Sarvam-2b-v0.5 is an early checkpoint of a powerful multilingual language model specifically designed for Indian languages. This 2.51B parameter model has been pre-trained from scratch on 2 trillion tokens, with a unique focus on supporting 10 Indic languages alongside English. The model represents a significant advancement in Indian language AI, utilizing the NVIDIA NeMo™ Framework and trained on HGX H100 systems.
Implementation Details
The model employs a custom tokenizer optimized for Indic languages, achieving an impressive average fertility score of ~2, significantly lower than competitors like Llama-3.1 (9.34) and GPT-4 (3.00). This efficiency in tokenization makes it particularly effective for processing Indian languages.
- Trained on Yotta Shakti Cloud using HGX H100 systems
- Implements transformer architecture with BF16 precision
- Supports 10 Indic languages: Bengali, Gujarati, Hindi, Kannada, Malayalam, Marathi, Oriya, Punjabi, Tamil, and Telugu
Core Capabilities
- Efficient multilingual text generation
- Superior tokenization for Indic scripts
- Balanced performance across 11 languages
- Easy integration with Hugging Face transformers library
Frequently Asked Questions
Q: What makes this model unique?
The model's distinctive feature is its optimized tokenization for Indic languages, achieving significantly better fertility scores compared to other models.
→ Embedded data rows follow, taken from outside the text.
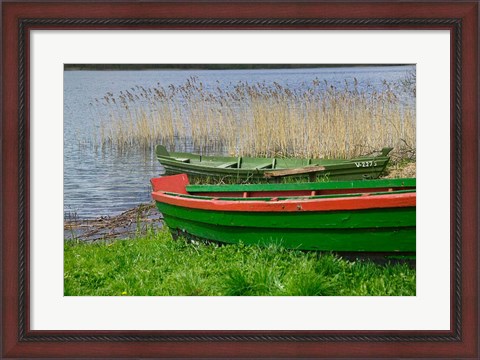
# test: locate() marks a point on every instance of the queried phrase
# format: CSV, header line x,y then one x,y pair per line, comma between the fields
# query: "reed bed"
x,y
317,120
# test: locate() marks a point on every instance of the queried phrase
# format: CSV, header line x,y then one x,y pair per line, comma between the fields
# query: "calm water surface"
x,y
104,183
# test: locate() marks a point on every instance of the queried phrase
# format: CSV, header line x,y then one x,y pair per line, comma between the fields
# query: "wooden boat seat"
x,y
264,166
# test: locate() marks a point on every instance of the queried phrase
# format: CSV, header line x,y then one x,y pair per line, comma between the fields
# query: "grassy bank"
x,y
157,265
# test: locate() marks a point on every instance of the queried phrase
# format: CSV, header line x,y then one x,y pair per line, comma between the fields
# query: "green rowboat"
x,y
349,216
271,169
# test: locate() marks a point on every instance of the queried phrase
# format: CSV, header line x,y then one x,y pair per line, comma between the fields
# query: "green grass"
x,y
157,265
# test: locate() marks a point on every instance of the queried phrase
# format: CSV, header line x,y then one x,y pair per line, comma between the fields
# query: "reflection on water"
x,y
108,182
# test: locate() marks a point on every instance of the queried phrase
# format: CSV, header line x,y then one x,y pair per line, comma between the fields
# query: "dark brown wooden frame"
x,y
18,18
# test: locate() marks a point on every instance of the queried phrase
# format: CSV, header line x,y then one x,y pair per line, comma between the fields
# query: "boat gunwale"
x,y
363,202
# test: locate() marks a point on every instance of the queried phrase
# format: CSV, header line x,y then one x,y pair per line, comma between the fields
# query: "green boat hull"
x,y
372,230
242,168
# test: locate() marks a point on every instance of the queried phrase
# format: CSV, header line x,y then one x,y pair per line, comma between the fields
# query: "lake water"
x,y
107,182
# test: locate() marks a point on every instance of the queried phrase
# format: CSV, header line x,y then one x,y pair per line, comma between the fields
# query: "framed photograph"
x,y
436,43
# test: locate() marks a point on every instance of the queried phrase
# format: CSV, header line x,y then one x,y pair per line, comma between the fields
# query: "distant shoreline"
x,y
130,67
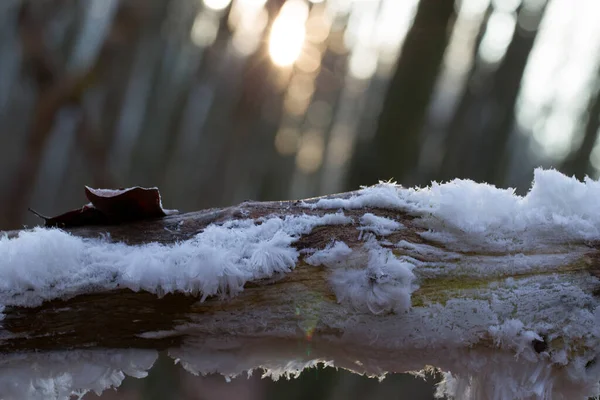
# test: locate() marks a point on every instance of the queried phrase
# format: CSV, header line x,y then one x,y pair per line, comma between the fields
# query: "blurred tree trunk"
x,y
578,163
394,149
480,129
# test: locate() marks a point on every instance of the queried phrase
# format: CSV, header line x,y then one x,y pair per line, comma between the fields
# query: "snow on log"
x,y
498,290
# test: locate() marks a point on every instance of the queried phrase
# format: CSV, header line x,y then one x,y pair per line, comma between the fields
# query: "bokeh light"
x,y
288,33
217,5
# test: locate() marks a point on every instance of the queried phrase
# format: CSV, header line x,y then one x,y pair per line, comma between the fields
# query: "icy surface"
x,y
548,228
60,375
557,208
44,264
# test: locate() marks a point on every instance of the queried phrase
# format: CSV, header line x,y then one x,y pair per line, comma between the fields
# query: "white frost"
x,y
383,286
61,375
43,264
556,209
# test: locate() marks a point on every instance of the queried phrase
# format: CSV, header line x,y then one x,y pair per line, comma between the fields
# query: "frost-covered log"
x,y
500,291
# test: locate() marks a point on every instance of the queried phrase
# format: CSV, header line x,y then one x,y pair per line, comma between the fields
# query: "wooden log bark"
x,y
525,315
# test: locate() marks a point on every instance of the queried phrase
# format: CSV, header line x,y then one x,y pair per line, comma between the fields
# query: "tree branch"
x,y
490,286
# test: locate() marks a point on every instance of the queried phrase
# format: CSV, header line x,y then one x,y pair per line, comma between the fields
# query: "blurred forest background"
x,y
218,101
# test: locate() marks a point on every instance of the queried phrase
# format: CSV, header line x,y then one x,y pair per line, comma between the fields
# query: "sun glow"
x,y
288,33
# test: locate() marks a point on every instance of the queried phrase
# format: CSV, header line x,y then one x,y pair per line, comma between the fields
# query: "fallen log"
x,y
500,291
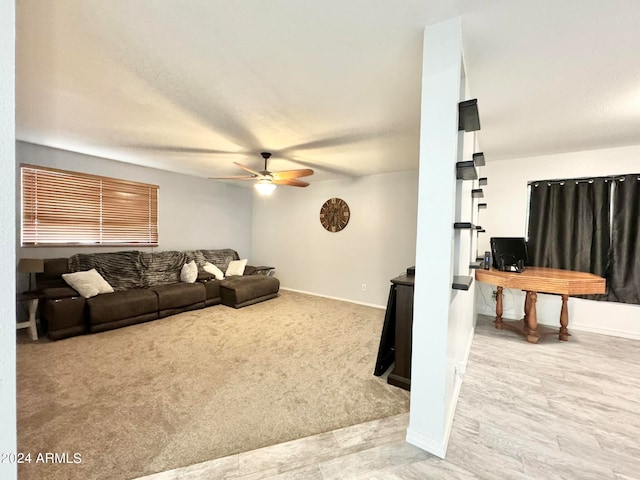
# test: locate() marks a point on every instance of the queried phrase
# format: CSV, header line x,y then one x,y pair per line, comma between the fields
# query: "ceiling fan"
x,y
267,180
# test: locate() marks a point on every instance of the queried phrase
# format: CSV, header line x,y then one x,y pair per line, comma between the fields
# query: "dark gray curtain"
x,y
624,279
569,225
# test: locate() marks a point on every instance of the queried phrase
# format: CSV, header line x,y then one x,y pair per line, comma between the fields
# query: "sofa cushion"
x,y
236,267
221,257
161,268
88,284
120,305
189,272
52,275
213,270
179,295
123,270
242,291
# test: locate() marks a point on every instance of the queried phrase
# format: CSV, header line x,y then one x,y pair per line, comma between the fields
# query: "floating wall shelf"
x,y
466,170
464,226
461,282
478,159
468,117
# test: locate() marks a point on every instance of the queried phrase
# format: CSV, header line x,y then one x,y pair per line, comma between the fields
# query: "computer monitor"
x,y
509,253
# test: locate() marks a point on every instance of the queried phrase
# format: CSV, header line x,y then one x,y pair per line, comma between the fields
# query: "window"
x,y
589,225
70,208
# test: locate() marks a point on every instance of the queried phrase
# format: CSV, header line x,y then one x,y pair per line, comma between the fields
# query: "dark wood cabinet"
x,y
400,376
395,341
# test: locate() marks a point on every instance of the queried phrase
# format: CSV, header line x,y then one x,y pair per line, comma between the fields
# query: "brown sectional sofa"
x,y
147,287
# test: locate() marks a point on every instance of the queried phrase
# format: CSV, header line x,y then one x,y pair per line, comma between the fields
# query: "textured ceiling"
x,y
192,86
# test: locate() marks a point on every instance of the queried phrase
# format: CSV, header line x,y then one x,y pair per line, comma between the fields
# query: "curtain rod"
x,y
584,179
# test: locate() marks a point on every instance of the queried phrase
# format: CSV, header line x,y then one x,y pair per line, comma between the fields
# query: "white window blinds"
x,y
67,208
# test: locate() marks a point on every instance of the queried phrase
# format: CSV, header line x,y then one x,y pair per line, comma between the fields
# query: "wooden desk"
x,y
543,280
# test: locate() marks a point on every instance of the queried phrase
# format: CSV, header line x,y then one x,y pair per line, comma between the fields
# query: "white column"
x,y
7,239
441,88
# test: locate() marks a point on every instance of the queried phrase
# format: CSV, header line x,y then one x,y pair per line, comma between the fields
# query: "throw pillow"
x,y
189,272
213,270
236,267
88,284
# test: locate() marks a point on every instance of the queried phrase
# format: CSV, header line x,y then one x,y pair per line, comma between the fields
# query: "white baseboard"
x,y
459,378
601,331
432,445
426,443
612,332
383,307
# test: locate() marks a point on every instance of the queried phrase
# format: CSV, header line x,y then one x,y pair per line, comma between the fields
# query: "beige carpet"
x,y
198,386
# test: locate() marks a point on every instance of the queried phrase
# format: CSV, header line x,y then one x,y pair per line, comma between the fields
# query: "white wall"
x,y
194,212
377,245
506,197
443,320
7,244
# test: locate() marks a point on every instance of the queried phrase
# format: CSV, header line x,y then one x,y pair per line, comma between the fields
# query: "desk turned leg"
x,y
532,319
527,306
498,320
33,308
564,319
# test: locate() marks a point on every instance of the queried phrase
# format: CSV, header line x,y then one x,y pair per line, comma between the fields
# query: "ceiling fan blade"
x,y
249,170
237,177
290,174
291,182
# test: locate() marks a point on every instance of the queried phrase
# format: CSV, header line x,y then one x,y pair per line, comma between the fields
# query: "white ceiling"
x,y
194,85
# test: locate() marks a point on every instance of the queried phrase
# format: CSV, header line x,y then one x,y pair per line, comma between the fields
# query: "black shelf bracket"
x,y
466,170
464,226
478,159
468,117
461,282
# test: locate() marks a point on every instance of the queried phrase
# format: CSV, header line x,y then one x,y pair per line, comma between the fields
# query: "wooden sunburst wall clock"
x,y
334,215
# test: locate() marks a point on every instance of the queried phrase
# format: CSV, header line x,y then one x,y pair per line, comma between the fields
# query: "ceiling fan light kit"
x,y
265,187
267,180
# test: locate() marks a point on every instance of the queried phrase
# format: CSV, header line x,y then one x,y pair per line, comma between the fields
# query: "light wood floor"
x,y
554,410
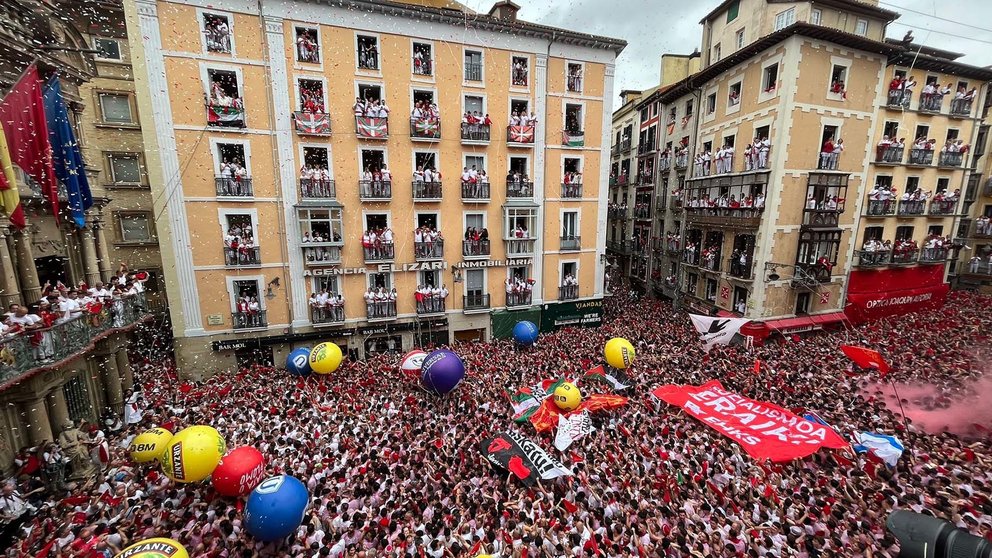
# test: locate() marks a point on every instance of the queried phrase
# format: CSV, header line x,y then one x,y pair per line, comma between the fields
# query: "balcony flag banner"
x,y
522,134
715,330
312,123
66,157
371,127
764,430
22,113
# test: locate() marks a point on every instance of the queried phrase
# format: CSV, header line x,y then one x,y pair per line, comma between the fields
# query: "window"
x,y
368,52
116,108
861,28
307,45
135,227
125,168
473,65
109,49
785,19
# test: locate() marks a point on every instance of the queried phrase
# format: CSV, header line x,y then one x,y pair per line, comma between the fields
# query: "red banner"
x,y
764,430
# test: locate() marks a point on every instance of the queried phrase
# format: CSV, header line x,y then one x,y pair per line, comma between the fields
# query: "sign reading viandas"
x,y
764,430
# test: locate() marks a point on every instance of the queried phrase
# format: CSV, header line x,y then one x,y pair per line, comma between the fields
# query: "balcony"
x,y
475,192
369,127
571,191
568,292
888,154
519,299
519,189
318,254
873,258
950,159
960,107
921,156
517,247
380,310
475,302
248,320
931,102
382,252
429,250
912,207
236,187
375,190
475,248
324,315
242,256
426,191
428,129
314,189
430,305
26,351
472,133
520,135
934,255
312,124
226,116
899,98
570,243
943,207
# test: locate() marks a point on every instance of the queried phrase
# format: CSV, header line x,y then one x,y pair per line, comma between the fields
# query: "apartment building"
x,y
287,216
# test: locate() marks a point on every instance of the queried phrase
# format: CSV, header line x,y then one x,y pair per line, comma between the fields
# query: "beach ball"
x,y
298,362
239,472
154,548
325,358
443,370
148,445
193,453
619,352
276,507
525,332
413,361
567,396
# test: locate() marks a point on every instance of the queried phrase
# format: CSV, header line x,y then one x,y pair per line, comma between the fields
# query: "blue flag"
x,y
67,159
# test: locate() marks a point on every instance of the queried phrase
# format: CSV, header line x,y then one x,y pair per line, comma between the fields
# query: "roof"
x,y
854,6
454,13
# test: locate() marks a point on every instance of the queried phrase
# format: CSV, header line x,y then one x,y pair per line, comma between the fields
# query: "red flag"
x,y
22,114
866,358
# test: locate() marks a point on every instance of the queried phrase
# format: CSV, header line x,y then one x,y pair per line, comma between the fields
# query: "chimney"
x,y
505,10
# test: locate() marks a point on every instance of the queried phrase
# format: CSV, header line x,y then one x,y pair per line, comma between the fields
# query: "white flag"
x,y
717,331
572,428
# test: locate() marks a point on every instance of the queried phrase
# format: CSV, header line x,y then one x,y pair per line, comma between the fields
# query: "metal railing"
x,y
568,292
474,248
242,256
317,189
375,189
429,250
570,243
233,187
248,320
380,309
426,191
326,314
380,252
475,302
28,350
475,132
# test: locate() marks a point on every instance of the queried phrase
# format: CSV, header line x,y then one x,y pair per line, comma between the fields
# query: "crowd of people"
x,y
393,471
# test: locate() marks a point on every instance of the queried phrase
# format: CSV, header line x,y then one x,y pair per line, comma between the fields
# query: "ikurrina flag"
x,y
371,127
764,430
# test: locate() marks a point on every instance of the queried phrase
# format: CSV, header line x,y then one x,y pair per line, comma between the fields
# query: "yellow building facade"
x,y
271,95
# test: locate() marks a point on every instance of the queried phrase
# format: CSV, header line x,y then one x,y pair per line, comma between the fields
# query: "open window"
x,y
307,45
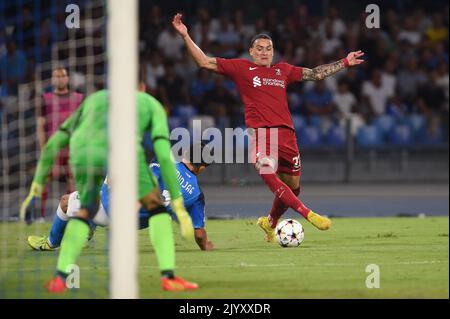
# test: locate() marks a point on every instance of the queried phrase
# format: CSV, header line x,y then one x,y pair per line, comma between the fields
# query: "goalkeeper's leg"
x,y
161,235
51,242
89,181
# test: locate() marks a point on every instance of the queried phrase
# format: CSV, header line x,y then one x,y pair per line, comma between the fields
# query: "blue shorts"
x,y
195,210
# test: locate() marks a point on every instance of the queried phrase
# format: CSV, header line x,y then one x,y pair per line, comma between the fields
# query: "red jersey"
x,y
263,90
57,108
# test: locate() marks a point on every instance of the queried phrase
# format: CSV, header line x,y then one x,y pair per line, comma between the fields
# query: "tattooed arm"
x,y
322,71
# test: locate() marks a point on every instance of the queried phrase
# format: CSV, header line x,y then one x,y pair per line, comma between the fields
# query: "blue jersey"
x,y
193,198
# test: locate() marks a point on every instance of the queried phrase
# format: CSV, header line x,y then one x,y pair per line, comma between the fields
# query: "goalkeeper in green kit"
x,y
86,133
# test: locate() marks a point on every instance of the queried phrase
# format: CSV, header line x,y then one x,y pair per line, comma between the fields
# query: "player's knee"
x,y
152,201
64,202
158,210
88,212
265,162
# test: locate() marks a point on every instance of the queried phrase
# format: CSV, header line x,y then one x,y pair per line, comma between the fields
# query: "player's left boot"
x,y
320,222
40,243
177,284
56,285
264,223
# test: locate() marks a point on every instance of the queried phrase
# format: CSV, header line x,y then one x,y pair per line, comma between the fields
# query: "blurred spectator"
x,y
431,96
347,107
154,69
151,26
172,89
291,54
329,42
170,43
410,31
245,30
397,108
54,109
438,31
388,76
13,67
409,80
422,21
228,38
442,81
319,103
201,85
375,95
338,26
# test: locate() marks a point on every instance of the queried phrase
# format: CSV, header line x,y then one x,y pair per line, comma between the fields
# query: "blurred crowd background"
x,y
400,95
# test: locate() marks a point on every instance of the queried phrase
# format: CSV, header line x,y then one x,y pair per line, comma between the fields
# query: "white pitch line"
x,y
245,265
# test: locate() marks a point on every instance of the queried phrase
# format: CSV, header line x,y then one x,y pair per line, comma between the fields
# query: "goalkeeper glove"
x,y
35,192
187,229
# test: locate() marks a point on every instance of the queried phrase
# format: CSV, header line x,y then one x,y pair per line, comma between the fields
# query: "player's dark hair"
x,y
260,36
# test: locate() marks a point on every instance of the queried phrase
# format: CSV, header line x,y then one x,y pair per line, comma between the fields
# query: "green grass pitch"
x,y
412,255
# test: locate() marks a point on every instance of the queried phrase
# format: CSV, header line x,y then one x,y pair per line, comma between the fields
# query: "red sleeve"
x,y
294,73
228,67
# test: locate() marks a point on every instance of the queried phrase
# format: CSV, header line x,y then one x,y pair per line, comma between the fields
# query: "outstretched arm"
x,y
197,54
322,71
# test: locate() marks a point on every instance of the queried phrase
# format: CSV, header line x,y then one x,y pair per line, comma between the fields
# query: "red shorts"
x,y
283,150
61,166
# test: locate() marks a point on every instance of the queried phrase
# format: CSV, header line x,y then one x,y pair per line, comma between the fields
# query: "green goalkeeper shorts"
x,y
89,170
146,180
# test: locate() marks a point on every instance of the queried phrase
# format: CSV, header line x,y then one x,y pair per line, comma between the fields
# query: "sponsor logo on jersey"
x,y
256,81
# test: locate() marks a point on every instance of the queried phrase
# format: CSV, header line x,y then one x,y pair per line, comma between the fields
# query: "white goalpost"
x,y
122,174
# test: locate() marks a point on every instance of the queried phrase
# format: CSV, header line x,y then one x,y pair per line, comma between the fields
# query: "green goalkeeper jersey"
x,y
87,128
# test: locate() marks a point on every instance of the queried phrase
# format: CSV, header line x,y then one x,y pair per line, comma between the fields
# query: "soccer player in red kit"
x,y
262,86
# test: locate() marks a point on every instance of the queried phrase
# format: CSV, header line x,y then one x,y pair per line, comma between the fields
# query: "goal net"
x,y
53,54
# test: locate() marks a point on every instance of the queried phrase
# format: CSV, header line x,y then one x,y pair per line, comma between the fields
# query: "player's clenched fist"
x,y
179,25
187,229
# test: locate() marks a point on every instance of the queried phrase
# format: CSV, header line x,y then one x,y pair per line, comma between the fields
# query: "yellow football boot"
x,y
318,221
264,223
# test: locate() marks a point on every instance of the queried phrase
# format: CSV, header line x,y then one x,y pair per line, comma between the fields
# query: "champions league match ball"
x,y
289,233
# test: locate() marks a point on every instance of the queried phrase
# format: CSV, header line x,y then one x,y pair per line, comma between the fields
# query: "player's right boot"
x,y
264,223
56,285
40,243
177,284
320,222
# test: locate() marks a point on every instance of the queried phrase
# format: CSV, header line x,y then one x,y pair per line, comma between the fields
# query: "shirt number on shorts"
x,y
296,161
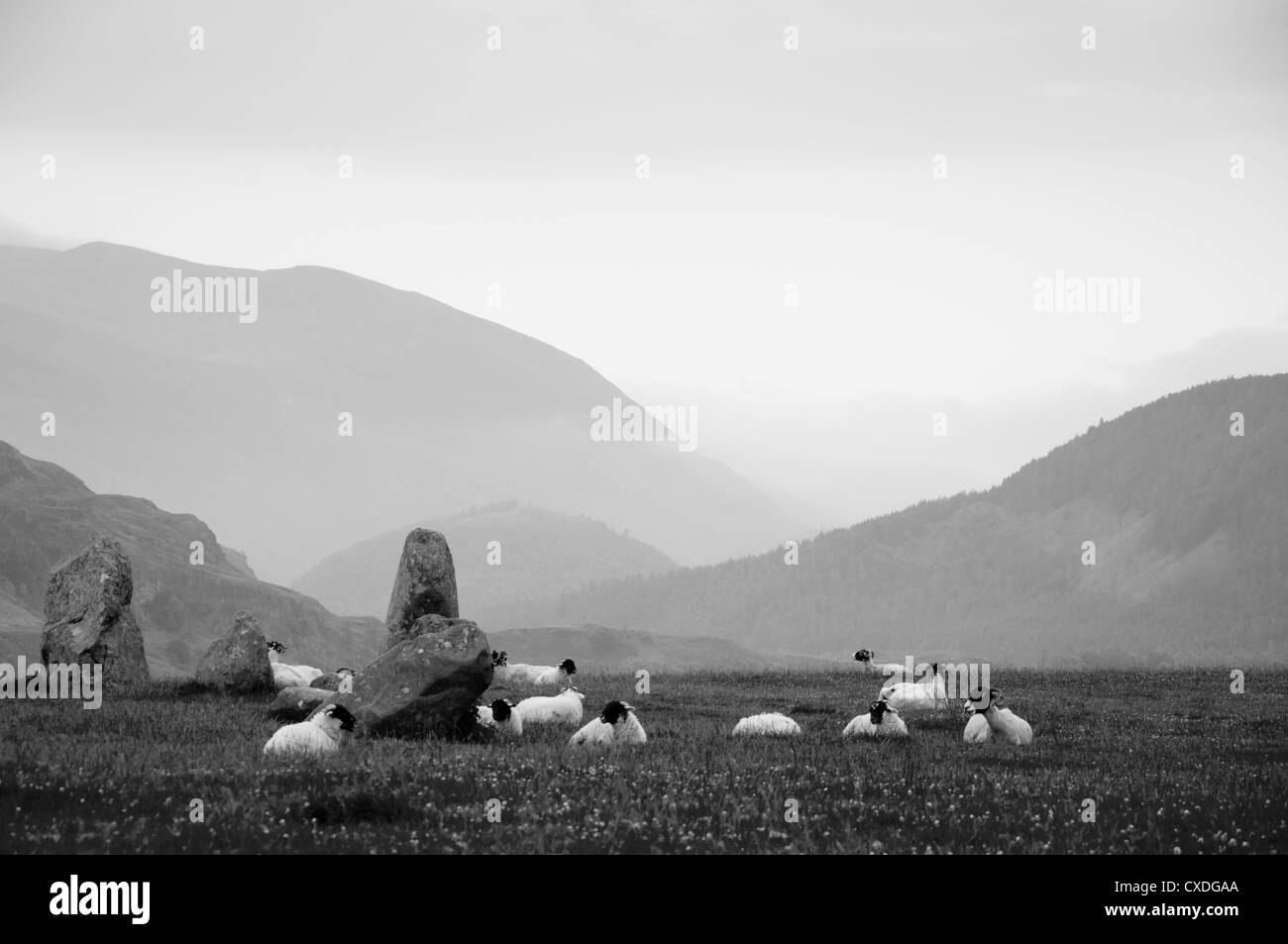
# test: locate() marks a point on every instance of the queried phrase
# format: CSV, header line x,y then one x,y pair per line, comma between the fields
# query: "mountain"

It's specifically designed to handle multiple Indian scripts effectively while maintaining strong English language capabilities.
Q: What are the recommended use cases?
The model is well-suited for multilingual text generation tasks, particularly those involving Indian languages. It can be used for content generation, translation assistance, and general language understanding tasks across the supported languages.